I name photos of me stroking animals in files called “Fireworks and big dogs.jpg” so my cats won’t find them on my computer.
Turns out my superpower is the ability to go into incredible detail in completely the wrong direction.
Sometimes I think I’d do great during a zombie apocalypse. Then I remember that week I went without a microwave and how much I cried.
DRIVING CLASS: 10 and 2
REAL LIFE: 7 and french fries
WIFE: let’s get a rhododendron
ME: I hate dinosaurs no thanks
WIFE: it’s not a dinosaur
ME: What is it?
WIFE: it’s hard to describe without a thesaurus
ME: I said no dinosaurs
Wow, it’s a beautiful day outside. I should probably do something. *closes the blinds so there isn’t a glare on my screen*
~ Developers
Happy birthday to rapper Pitbull who is 34 today, or 238 in dog years for all the other Pitbulls.

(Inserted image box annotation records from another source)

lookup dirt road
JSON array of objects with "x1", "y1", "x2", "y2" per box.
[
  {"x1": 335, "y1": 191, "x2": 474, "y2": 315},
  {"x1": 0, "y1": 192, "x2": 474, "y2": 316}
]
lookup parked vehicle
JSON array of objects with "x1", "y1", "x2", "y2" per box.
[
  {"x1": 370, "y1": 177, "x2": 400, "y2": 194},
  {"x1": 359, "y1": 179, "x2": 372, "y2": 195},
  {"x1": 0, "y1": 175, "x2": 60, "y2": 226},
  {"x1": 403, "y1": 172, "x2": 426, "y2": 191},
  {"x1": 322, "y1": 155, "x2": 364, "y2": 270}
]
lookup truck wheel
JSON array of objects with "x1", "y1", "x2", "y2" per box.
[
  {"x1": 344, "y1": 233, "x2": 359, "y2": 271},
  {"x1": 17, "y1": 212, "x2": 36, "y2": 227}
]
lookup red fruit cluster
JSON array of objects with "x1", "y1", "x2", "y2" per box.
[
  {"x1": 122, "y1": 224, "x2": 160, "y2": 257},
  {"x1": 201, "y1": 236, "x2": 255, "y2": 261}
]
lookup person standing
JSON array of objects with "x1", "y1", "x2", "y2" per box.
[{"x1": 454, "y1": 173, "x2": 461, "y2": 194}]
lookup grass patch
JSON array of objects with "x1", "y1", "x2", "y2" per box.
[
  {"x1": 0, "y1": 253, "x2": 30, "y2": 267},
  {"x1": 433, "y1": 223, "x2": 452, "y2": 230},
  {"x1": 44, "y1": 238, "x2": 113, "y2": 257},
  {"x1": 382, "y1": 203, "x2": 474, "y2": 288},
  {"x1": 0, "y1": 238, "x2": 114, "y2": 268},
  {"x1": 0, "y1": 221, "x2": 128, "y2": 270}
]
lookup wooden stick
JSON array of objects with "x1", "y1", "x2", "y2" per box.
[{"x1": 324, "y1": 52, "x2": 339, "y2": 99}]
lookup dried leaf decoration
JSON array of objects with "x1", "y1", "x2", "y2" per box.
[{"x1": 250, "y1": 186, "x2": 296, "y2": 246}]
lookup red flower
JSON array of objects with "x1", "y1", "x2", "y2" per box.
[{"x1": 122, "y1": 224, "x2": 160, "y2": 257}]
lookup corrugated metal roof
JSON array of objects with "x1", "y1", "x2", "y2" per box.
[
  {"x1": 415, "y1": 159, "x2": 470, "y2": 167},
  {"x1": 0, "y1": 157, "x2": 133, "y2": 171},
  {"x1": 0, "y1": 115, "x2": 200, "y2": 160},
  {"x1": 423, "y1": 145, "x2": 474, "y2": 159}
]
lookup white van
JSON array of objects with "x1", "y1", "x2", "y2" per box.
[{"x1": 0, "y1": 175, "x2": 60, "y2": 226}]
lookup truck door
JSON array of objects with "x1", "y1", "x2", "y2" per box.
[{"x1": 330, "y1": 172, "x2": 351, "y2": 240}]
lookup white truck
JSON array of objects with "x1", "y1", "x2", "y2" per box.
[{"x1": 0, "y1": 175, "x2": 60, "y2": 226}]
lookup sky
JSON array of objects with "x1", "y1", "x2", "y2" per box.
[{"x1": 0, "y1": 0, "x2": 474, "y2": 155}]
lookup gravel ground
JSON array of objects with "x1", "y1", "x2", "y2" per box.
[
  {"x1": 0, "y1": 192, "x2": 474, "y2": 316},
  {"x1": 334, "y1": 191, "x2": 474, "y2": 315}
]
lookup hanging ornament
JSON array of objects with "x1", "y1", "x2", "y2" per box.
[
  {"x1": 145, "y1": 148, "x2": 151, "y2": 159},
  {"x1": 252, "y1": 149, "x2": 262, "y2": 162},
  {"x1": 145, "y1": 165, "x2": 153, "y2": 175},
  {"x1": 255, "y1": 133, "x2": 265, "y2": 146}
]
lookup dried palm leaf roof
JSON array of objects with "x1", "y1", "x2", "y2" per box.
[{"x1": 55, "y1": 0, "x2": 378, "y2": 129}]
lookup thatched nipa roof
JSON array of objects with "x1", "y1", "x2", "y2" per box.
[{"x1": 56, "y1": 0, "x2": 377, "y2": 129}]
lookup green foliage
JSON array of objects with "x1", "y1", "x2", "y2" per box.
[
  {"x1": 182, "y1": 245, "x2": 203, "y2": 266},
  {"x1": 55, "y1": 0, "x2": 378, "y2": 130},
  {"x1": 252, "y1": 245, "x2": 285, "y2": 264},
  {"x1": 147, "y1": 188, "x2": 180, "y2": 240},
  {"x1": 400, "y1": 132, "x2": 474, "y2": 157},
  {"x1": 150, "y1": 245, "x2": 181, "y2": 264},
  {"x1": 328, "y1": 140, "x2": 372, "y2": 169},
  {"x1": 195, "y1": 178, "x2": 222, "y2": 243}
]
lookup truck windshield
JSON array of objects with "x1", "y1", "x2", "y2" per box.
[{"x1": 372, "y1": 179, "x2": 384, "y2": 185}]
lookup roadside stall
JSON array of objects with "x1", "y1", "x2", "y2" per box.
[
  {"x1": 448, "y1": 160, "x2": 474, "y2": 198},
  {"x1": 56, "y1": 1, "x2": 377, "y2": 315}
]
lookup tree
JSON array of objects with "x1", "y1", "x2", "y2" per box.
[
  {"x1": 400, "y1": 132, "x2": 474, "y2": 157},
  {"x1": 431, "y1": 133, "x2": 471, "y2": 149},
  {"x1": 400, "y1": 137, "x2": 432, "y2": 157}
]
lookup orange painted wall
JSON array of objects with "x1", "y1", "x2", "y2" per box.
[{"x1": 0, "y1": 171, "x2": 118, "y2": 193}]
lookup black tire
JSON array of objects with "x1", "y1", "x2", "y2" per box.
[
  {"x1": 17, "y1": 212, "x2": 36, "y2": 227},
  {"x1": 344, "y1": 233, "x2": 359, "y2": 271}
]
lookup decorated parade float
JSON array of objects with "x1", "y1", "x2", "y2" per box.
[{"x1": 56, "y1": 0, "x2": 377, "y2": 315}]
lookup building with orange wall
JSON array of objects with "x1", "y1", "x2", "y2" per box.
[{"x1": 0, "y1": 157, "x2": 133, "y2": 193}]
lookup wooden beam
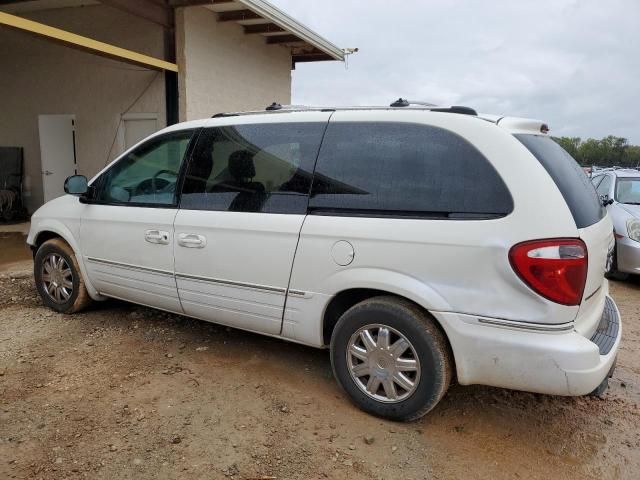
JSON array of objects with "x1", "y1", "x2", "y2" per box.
[
  {"x1": 291, "y1": 53, "x2": 335, "y2": 63},
  {"x1": 168, "y1": 0, "x2": 235, "y2": 7},
  {"x1": 267, "y1": 35, "x2": 306, "y2": 45},
  {"x1": 100, "y1": 0, "x2": 173, "y2": 28},
  {"x1": 243, "y1": 23, "x2": 287, "y2": 35},
  {"x1": 0, "y1": 12, "x2": 178, "y2": 72},
  {"x1": 218, "y1": 10, "x2": 262, "y2": 22}
]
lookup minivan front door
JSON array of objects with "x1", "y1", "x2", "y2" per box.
[
  {"x1": 80, "y1": 131, "x2": 193, "y2": 313},
  {"x1": 174, "y1": 116, "x2": 330, "y2": 335}
]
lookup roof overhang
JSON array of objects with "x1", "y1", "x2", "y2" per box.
[{"x1": 169, "y1": 0, "x2": 345, "y2": 64}]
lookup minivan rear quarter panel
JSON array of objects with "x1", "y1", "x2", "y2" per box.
[{"x1": 283, "y1": 111, "x2": 579, "y2": 344}]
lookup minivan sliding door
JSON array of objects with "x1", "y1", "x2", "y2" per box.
[{"x1": 174, "y1": 112, "x2": 330, "y2": 335}]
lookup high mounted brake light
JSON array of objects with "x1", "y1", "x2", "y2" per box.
[{"x1": 509, "y1": 238, "x2": 588, "y2": 305}]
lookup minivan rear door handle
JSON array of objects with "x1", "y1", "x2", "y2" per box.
[
  {"x1": 178, "y1": 233, "x2": 207, "y2": 248},
  {"x1": 144, "y1": 230, "x2": 169, "y2": 245}
]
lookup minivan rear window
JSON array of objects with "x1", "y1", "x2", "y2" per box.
[{"x1": 515, "y1": 134, "x2": 605, "y2": 228}]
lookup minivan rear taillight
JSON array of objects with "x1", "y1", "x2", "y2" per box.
[{"x1": 509, "y1": 238, "x2": 587, "y2": 305}]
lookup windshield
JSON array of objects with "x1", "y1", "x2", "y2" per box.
[{"x1": 616, "y1": 177, "x2": 640, "y2": 205}]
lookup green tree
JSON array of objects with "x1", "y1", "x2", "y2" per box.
[
  {"x1": 553, "y1": 135, "x2": 640, "y2": 167},
  {"x1": 553, "y1": 137, "x2": 582, "y2": 161}
]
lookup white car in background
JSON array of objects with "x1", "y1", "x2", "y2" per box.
[
  {"x1": 591, "y1": 168, "x2": 640, "y2": 280},
  {"x1": 28, "y1": 100, "x2": 621, "y2": 420}
]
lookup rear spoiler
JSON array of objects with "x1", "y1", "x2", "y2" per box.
[{"x1": 480, "y1": 115, "x2": 549, "y2": 135}]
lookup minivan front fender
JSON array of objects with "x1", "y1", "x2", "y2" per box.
[{"x1": 27, "y1": 215, "x2": 105, "y2": 301}]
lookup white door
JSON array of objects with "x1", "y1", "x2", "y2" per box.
[
  {"x1": 174, "y1": 116, "x2": 329, "y2": 335},
  {"x1": 80, "y1": 131, "x2": 193, "y2": 313},
  {"x1": 38, "y1": 115, "x2": 77, "y2": 202}
]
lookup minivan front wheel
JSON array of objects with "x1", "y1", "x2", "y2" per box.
[
  {"x1": 33, "y1": 238, "x2": 91, "y2": 313},
  {"x1": 331, "y1": 296, "x2": 452, "y2": 420}
]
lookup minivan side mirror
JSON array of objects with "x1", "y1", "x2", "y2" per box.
[
  {"x1": 64, "y1": 175, "x2": 89, "y2": 197},
  {"x1": 600, "y1": 194, "x2": 613, "y2": 207}
]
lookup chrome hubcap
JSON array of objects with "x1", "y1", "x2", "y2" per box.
[
  {"x1": 347, "y1": 324, "x2": 420, "y2": 403},
  {"x1": 41, "y1": 253, "x2": 73, "y2": 303}
]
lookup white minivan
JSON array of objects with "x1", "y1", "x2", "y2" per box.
[{"x1": 28, "y1": 101, "x2": 621, "y2": 420}]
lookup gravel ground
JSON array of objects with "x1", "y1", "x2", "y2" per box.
[{"x1": 0, "y1": 255, "x2": 640, "y2": 480}]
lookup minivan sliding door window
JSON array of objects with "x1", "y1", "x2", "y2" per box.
[{"x1": 180, "y1": 123, "x2": 326, "y2": 214}]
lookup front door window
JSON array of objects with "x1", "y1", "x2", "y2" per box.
[{"x1": 96, "y1": 131, "x2": 193, "y2": 205}]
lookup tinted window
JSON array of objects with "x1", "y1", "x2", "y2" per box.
[
  {"x1": 180, "y1": 123, "x2": 326, "y2": 213},
  {"x1": 309, "y1": 122, "x2": 513, "y2": 218},
  {"x1": 596, "y1": 175, "x2": 613, "y2": 195},
  {"x1": 516, "y1": 135, "x2": 605, "y2": 228},
  {"x1": 96, "y1": 131, "x2": 192, "y2": 205},
  {"x1": 591, "y1": 175, "x2": 604, "y2": 188}
]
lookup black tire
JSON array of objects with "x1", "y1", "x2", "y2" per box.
[
  {"x1": 331, "y1": 296, "x2": 453, "y2": 421},
  {"x1": 604, "y1": 246, "x2": 629, "y2": 280},
  {"x1": 33, "y1": 238, "x2": 91, "y2": 314}
]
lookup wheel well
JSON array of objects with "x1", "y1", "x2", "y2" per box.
[{"x1": 31, "y1": 231, "x2": 62, "y2": 255}]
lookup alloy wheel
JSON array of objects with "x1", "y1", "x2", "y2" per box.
[
  {"x1": 41, "y1": 253, "x2": 73, "y2": 304},
  {"x1": 347, "y1": 324, "x2": 420, "y2": 403}
]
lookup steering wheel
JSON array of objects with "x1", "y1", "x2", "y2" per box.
[{"x1": 133, "y1": 170, "x2": 178, "y2": 196}]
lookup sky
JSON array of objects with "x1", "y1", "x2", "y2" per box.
[{"x1": 270, "y1": 0, "x2": 640, "y2": 144}]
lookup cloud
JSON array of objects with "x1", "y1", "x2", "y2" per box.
[{"x1": 271, "y1": 0, "x2": 640, "y2": 144}]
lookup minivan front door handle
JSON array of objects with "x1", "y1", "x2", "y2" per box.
[
  {"x1": 144, "y1": 230, "x2": 169, "y2": 245},
  {"x1": 178, "y1": 233, "x2": 207, "y2": 248}
]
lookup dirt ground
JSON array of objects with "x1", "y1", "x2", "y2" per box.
[{"x1": 0, "y1": 234, "x2": 640, "y2": 480}]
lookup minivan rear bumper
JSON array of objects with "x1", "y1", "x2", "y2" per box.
[
  {"x1": 432, "y1": 296, "x2": 622, "y2": 396},
  {"x1": 616, "y1": 237, "x2": 640, "y2": 275}
]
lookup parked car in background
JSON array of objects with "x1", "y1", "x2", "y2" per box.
[
  {"x1": 591, "y1": 168, "x2": 640, "y2": 279},
  {"x1": 28, "y1": 100, "x2": 621, "y2": 420}
]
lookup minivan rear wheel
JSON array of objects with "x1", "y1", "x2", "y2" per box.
[{"x1": 331, "y1": 296, "x2": 453, "y2": 421}]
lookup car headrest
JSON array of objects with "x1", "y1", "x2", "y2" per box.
[{"x1": 229, "y1": 150, "x2": 256, "y2": 180}]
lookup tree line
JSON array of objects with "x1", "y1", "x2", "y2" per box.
[{"x1": 552, "y1": 135, "x2": 640, "y2": 167}]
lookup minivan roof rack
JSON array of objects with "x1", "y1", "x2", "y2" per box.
[
  {"x1": 389, "y1": 97, "x2": 478, "y2": 116},
  {"x1": 211, "y1": 98, "x2": 478, "y2": 118}
]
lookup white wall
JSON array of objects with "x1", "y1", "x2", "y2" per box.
[
  {"x1": 176, "y1": 7, "x2": 291, "y2": 120},
  {"x1": 0, "y1": 5, "x2": 166, "y2": 211}
]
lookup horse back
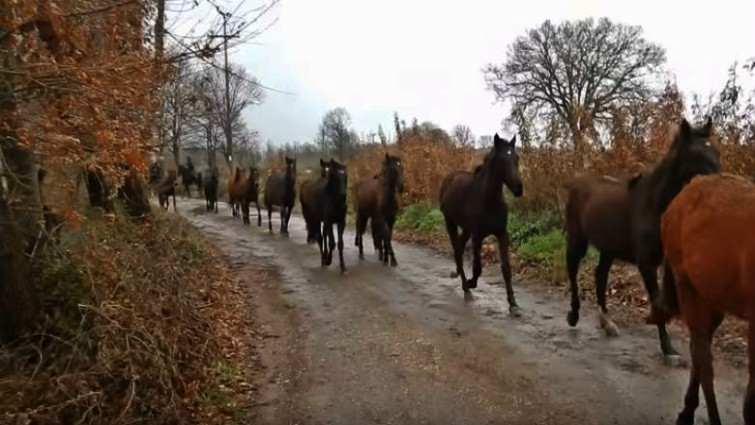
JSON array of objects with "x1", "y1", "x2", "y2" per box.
[
  {"x1": 661, "y1": 173, "x2": 755, "y2": 318},
  {"x1": 438, "y1": 171, "x2": 474, "y2": 210},
  {"x1": 354, "y1": 178, "x2": 383, "y2": 214}
]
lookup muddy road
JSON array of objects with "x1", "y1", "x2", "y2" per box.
[{"x1": 178, "y1": 200, "x2": 746, "y2": 425}]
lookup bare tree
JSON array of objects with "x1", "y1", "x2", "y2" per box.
[
  {"x1": 451, "y1": 124, "x2": 475, "y2": 146},
  {"x1": 318, "y1": 107, "x2": 358, "y2": 161},
  {"x1": 484, "y1": 18, "x2": 666, "y2": 158},
  {"x1": 199, "y1": 65, "x2": 264, "y2": 167}
]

Grandma used the same wrapping paper for 25 years, so don’t tell me about the great ‘bargain’ you found.
BOSS: I want to see you in my office.
ME: Wow, thanks. You can have my cubicle.
the pigeons are already plenty salty
We skipped the hour where I was supposed to exercise. Oh well, Maybe next year.
My wife is in the kitchen and she will not bring me a beer here in the living room. That’s it…gonna text her and say “I cannot believe how lazy you are.
Enter new password
“336Hours”
Your password is two weeks
If Dracula bit my neck, KFC gravy would just come out
I feel like the person who named pink eye also named orange juice.
My girlfriend wants me to stain the new wooden fence in her backyard. So I’m going to eat spaghetti over it for a few weeks
Oh, you’re with child? That’s cool. I’m with vodka.
*rubs belly*
My dog is never excited if I’m the first one down the stairs in the morning. It’s all just panic and accusations.
“Oh no, where’s Mommy? Is Mommy gone? What have you done with Mommy?”